The CEP is strongly supported by anti-hunger groups such as Project Bread and No Kid Hungry because it accomplishes several important goals, including reducing administrative burdens on parents and districts, targeting needy populations and increasing meal participation, especially at breakfast. That in turn can lead to higher academic performance and improved classroom behavior, as children who aren’t distracted by hunger pains are clearly in a better position to learn.

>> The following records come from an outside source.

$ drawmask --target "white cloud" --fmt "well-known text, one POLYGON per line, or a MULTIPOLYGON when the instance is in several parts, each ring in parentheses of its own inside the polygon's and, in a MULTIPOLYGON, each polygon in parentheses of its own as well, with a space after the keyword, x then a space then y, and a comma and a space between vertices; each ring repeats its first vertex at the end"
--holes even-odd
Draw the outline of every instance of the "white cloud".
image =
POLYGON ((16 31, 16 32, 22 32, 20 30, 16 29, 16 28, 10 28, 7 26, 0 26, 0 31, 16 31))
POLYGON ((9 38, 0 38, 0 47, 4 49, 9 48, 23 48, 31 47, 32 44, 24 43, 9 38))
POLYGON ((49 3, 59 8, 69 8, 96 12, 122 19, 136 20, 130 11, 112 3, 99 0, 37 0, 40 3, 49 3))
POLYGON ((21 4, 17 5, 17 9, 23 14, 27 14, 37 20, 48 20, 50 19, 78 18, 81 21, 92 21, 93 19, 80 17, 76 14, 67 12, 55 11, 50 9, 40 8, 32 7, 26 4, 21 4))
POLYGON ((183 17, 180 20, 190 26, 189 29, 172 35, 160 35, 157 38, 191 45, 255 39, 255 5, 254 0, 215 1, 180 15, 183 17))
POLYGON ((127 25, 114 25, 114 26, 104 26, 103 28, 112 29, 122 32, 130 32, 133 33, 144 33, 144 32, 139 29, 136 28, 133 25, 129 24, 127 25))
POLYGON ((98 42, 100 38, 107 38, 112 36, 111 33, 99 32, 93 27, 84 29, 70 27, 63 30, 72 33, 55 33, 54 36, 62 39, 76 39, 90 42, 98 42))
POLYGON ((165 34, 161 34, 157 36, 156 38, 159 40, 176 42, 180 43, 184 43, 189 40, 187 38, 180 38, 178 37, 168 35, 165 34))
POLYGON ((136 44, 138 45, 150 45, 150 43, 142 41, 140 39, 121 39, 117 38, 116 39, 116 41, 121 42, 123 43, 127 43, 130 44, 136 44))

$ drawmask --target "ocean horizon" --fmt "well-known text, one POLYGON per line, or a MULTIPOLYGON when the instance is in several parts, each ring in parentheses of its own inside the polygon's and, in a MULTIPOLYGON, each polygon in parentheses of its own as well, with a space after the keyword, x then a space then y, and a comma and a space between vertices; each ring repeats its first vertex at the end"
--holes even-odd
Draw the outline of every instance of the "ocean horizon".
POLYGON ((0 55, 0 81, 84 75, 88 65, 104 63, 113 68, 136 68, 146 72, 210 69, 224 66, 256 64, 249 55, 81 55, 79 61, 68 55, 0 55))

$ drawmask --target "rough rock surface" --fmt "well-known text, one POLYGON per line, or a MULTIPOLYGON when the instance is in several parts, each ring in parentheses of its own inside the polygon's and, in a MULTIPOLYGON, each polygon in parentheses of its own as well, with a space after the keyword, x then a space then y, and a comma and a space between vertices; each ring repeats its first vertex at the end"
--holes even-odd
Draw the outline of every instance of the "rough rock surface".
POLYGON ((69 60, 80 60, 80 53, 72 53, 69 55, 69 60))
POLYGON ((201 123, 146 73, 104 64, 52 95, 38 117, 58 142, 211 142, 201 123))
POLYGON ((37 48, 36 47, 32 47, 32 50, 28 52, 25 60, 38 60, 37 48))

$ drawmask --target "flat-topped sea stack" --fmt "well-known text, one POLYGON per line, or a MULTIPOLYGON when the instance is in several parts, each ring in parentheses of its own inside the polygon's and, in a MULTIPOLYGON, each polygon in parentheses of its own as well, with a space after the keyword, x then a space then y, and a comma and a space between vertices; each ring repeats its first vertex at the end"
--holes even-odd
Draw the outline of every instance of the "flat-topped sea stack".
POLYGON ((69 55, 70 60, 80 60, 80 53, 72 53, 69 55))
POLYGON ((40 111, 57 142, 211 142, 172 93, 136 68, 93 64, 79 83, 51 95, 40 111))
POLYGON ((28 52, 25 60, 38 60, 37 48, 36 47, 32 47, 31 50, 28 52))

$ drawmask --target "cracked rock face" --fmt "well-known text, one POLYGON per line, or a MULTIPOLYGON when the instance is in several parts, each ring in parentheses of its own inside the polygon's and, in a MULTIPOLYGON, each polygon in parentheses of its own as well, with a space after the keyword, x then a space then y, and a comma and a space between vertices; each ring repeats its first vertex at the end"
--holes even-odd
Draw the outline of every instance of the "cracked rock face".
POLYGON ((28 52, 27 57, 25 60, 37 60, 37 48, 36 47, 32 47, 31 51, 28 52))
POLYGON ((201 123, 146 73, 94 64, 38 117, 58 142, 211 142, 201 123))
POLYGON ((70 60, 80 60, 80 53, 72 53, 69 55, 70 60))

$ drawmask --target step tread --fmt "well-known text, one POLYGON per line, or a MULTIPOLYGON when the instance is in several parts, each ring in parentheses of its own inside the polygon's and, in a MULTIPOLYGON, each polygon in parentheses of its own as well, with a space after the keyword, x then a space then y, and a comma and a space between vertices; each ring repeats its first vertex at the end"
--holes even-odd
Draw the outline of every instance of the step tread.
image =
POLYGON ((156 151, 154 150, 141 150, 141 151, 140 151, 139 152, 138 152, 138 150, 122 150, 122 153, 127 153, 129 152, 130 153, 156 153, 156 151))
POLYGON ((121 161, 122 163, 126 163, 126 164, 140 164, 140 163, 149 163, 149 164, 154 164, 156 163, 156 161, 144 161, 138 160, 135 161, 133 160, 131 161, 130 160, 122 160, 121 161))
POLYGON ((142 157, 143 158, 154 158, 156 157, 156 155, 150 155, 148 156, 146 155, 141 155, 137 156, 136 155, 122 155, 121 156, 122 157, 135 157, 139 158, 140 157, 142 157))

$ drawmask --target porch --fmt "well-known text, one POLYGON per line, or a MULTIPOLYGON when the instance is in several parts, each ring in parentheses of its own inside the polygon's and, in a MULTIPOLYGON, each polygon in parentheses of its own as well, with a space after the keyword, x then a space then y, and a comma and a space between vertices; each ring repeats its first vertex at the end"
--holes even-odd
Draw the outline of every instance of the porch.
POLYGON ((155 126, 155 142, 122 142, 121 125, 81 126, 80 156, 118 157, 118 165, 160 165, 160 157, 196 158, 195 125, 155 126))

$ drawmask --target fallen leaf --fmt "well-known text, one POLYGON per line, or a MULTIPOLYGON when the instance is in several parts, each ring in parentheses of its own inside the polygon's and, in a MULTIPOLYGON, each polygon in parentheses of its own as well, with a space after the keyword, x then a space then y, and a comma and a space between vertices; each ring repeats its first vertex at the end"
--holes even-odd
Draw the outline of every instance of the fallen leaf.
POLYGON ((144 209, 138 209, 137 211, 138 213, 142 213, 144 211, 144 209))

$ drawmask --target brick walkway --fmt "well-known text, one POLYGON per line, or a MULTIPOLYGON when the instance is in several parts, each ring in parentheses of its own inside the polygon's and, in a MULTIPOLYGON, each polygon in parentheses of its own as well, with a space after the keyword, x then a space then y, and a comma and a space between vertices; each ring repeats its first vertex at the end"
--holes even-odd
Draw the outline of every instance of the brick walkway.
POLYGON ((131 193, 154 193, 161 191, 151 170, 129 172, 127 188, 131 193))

The CEP also has the added benefit of reducing social stigma in the cafeteria, a very real problem that often prevents kids who qualify for free and reduced price lunch from actually eating those needed meals. Some of you may remember my 2011 Lunch Tray post (“Social Media and Social Stigma on the Lunch Line“) in which I reported that students in HISD were taking cell phone pictures of kids standing in the federally reimbursed school meal line, then sharing these photos on social media with disparaging comments. Not surprisingly, many students were willing to skip lunch rather than risk this kind of exposure. But when meals are “free for all,” regardless of economic status, any stigma associated with eating a school meal is lessened or eliminated.*
Pursuing the CEP is not always an easy sell for food services departments, since other district administrators are long accustomed to relying on data from paper meal applications for the purposes of receiving funding under Title I and other programs. But that data overlap isn’t an insurmountable problem (the USDA has issued a guidance document to help districts sort through the issue) and taking advantage of the CEP makes good sense in a district like ours, where over 80% of our children live close enough to the poverty line to qualify for school meal assistance.
So, kudos to HISD for making it happen. And it will be interesting to see how many other districts around the country take advantage of the CEP this year, now that it’s open to all. I’ll share that information here when it becomes available.
*Of course, as Matt Breunig recently noted in Salon, stigma in the lunchroom is likely to be even worse at schools where the number of poor kids is outweighed by the number of paying kids, and those schools would not qualify for the CEP. For this reason and others, advocates like Janet Poppendieck and Alice Waters support universal free lunch at every school, which is the practice in many other countries around the world. But as much as I, too, support this idea, I don’t believe it can gain widespread political traction in this country, at least for the foreseeable future. So far, it’s been impossible to obtain adequate Congressional funding even for the current meal program, and I suspect that using taxpayer dollars to provide meals to those who could otherwise afford them would be abhorrent to many Americans, even those who aren’t inherently distrustful of sweeping government programs.